Far more worrying is this trend in the medical community. Writing in the American Journal of Bioethics, Maura Priest argues that the state should remove from parents the right to deny hormone blockers to their minor children. Here is the abstract:

In this article, I argue that (1) transgender adolescents should have the legal right to access puberty-blocking treatment (PBT) without parental approval, and (2) the state has a role to play in publicizing information about gender dysphoria. Not only are transgender children harmed psychologically and physically via lack of access to PBT, but PBT is the established standard of care. Given that we generally think that parental authority should not go so far as to (1) severally [sic] and permanently harm a child and (2) prevent a child from access to standard physical care, then it follows that parental authority should not encompass denying gender-dysphoric children access to PBT. Moreover, transgender children without supportive parents cannot be helped without access to health care clinics and counseling to facilitate the transition. Hence there is an additional duty of the state to help facilitate sharing this information with vulnerable teens.
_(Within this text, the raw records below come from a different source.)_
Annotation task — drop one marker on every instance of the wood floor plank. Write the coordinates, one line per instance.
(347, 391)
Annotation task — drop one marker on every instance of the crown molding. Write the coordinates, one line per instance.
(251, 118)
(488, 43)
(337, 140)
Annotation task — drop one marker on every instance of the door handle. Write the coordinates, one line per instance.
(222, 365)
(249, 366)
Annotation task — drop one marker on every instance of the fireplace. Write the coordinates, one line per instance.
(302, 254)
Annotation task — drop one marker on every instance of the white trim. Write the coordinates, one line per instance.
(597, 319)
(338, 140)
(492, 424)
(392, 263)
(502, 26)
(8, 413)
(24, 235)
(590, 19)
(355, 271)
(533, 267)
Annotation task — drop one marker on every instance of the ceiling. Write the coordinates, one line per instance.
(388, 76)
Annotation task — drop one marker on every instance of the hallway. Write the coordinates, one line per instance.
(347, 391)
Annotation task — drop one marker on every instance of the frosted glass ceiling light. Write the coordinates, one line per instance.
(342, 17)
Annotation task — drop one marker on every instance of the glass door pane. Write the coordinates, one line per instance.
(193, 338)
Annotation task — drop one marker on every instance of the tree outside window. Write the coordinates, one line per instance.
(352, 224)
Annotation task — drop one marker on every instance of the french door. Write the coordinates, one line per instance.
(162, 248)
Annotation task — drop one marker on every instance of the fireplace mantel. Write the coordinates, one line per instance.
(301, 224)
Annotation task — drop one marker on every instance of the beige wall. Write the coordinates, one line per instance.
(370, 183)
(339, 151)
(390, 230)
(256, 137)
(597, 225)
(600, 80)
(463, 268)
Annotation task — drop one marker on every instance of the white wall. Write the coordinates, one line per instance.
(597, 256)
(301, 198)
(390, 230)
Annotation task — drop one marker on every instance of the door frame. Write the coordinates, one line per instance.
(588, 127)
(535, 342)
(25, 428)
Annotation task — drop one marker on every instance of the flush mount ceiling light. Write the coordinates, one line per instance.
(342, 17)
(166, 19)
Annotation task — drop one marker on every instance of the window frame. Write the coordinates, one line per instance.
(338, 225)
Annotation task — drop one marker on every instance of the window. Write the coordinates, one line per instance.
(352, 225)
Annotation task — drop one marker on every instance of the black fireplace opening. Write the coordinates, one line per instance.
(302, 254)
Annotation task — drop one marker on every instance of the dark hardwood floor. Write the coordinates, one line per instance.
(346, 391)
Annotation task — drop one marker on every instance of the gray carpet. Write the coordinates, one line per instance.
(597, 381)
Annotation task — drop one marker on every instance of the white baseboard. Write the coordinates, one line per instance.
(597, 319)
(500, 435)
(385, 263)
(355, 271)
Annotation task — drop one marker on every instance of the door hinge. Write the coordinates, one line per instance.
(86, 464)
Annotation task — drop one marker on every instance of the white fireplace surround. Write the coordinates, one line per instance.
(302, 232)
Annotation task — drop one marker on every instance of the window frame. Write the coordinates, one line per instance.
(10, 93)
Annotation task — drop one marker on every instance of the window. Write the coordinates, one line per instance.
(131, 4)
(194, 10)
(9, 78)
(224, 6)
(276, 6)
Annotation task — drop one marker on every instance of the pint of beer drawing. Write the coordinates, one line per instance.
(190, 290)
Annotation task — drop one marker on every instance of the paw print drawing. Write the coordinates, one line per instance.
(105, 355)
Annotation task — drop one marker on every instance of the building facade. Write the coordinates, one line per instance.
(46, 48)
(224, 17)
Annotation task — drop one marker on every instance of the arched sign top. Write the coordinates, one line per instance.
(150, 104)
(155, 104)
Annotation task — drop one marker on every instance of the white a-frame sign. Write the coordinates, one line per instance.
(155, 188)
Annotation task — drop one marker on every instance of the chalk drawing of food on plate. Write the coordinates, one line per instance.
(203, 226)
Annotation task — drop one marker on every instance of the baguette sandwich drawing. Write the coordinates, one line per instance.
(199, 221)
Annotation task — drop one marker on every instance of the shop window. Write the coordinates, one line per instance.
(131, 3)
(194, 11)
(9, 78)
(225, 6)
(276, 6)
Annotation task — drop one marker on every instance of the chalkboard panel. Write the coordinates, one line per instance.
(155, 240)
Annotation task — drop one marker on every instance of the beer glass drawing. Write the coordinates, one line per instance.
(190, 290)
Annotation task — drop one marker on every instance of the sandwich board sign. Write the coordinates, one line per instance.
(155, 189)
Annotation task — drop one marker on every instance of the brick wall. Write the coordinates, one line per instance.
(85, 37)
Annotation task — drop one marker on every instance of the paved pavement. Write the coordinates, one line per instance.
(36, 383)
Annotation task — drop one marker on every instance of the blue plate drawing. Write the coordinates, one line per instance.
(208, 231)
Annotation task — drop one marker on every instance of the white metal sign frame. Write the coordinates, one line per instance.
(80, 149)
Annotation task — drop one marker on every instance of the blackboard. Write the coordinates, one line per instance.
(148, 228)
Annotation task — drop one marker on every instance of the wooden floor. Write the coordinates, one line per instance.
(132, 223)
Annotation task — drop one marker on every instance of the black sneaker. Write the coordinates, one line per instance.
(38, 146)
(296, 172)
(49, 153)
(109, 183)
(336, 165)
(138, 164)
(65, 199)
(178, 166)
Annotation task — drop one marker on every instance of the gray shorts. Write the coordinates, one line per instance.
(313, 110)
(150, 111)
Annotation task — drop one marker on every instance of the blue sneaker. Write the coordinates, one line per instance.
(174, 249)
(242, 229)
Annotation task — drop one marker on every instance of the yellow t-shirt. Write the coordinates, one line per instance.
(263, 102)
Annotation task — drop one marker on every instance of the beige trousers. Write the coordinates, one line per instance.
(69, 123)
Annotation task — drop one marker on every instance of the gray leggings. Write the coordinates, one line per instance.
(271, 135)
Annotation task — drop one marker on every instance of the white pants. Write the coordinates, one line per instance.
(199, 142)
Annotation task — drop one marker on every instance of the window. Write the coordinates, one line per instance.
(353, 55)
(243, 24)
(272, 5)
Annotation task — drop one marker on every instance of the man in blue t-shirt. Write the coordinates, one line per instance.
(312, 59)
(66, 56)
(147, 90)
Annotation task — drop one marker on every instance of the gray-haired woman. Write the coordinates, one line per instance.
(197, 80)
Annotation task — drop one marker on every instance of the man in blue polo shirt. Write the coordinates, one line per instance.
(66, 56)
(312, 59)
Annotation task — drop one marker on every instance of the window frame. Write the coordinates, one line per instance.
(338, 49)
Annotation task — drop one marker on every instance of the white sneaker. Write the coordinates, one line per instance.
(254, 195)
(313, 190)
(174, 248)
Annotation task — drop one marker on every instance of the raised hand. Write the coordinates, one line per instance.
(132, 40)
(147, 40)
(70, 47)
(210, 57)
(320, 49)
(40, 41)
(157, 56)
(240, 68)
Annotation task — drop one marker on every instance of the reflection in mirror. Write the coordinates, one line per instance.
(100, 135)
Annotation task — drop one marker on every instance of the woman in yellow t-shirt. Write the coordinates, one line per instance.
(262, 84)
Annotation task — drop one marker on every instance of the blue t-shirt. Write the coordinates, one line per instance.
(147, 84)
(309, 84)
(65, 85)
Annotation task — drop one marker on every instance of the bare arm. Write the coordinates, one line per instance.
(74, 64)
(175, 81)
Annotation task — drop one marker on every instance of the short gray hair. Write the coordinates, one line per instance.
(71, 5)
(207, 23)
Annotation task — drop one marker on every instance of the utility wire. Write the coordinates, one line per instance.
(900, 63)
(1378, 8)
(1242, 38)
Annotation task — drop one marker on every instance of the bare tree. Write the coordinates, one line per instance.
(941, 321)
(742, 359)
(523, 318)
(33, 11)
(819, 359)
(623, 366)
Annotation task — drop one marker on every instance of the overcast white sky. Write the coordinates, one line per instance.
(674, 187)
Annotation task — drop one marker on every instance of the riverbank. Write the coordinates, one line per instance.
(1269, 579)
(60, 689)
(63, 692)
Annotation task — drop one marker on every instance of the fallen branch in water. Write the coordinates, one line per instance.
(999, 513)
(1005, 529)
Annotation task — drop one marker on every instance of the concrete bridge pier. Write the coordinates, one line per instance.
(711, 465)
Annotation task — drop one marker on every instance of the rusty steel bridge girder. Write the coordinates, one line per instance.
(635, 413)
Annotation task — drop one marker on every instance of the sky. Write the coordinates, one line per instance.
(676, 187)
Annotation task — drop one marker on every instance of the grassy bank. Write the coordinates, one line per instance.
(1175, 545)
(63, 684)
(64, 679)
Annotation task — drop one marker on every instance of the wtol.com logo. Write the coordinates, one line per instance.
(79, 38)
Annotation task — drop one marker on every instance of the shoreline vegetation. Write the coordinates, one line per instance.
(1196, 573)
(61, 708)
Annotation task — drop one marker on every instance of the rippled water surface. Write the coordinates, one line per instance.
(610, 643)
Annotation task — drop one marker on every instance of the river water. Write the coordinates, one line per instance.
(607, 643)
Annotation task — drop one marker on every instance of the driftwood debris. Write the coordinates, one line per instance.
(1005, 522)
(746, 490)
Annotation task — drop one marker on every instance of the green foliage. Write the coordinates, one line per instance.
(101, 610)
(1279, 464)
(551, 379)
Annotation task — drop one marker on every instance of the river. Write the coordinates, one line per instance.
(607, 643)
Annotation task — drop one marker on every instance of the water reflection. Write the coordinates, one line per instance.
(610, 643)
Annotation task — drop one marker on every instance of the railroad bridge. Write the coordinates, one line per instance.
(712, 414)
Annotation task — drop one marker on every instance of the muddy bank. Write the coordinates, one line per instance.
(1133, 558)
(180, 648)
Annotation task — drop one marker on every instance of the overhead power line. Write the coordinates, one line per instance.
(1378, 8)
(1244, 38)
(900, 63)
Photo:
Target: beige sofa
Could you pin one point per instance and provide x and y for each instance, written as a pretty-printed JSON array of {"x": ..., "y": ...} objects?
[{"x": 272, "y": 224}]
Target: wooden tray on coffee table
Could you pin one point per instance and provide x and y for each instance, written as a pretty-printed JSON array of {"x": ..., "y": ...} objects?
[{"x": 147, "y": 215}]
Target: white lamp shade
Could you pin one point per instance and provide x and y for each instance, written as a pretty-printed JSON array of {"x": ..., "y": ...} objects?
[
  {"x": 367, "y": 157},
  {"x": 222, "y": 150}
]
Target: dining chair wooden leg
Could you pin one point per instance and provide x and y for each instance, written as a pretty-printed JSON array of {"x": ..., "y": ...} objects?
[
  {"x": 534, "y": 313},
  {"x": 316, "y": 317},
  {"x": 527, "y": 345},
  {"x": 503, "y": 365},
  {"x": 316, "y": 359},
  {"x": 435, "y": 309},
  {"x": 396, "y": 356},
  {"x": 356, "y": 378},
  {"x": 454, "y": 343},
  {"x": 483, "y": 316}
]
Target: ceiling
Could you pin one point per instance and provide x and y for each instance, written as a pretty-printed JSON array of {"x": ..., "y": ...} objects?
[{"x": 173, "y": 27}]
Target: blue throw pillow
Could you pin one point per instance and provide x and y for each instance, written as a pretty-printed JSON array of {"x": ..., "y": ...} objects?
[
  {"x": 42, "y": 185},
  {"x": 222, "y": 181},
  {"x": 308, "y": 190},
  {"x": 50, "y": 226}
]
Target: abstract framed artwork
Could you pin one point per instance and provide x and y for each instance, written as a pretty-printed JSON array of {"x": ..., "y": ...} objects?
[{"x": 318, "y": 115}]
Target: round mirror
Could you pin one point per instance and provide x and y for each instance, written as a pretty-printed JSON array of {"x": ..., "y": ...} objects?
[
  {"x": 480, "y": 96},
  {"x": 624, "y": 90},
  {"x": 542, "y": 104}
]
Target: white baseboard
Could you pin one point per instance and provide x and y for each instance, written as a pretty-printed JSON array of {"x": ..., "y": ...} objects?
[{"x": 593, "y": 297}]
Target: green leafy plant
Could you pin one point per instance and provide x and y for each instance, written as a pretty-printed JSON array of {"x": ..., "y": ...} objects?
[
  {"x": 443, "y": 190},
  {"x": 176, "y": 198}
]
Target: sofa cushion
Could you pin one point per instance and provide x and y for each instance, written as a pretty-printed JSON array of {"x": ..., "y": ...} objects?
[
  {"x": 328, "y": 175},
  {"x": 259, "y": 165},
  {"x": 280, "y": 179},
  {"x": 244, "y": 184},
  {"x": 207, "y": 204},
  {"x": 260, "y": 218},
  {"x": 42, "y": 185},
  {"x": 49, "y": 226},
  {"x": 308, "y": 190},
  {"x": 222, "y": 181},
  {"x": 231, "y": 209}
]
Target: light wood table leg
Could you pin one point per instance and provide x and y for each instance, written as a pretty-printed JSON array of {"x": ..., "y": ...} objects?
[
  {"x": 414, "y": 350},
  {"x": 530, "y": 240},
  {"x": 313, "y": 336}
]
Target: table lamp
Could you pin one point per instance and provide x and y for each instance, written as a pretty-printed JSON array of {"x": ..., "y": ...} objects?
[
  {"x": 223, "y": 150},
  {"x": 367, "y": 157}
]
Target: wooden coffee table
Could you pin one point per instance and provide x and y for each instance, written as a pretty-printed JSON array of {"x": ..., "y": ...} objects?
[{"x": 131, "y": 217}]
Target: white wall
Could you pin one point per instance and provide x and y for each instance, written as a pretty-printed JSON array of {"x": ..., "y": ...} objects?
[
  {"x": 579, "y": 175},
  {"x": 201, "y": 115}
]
The full paper may not be available to all readers. The website Bioedge summarizes the discussion. It quotes Priest here:

Just as it is the state’s duty to step in when naturalist parents are refusing insulin to their diabetic son or antibiotics to their daughter sick with meningitis, so is it the state’s duty to step in when the parents of gender-dysphoric children are avoiding medically recommended treatment.

This is not part of the law … yet. Here in the US, if you think the Democrats won’t push for this in the near future, you’re deluded. Republicans, can we please have a law unambiguously protecting the rights of parents to protect their children from a state official wanting to inject them with hormones? Is that too much to ask?

Seriously! If the Republican Party is not willing to go to the mat to defend parental rights (and the rights of minor children) against an activist-driven medical establishment that wants to kidnap children and jack them up with hormones, what good is it?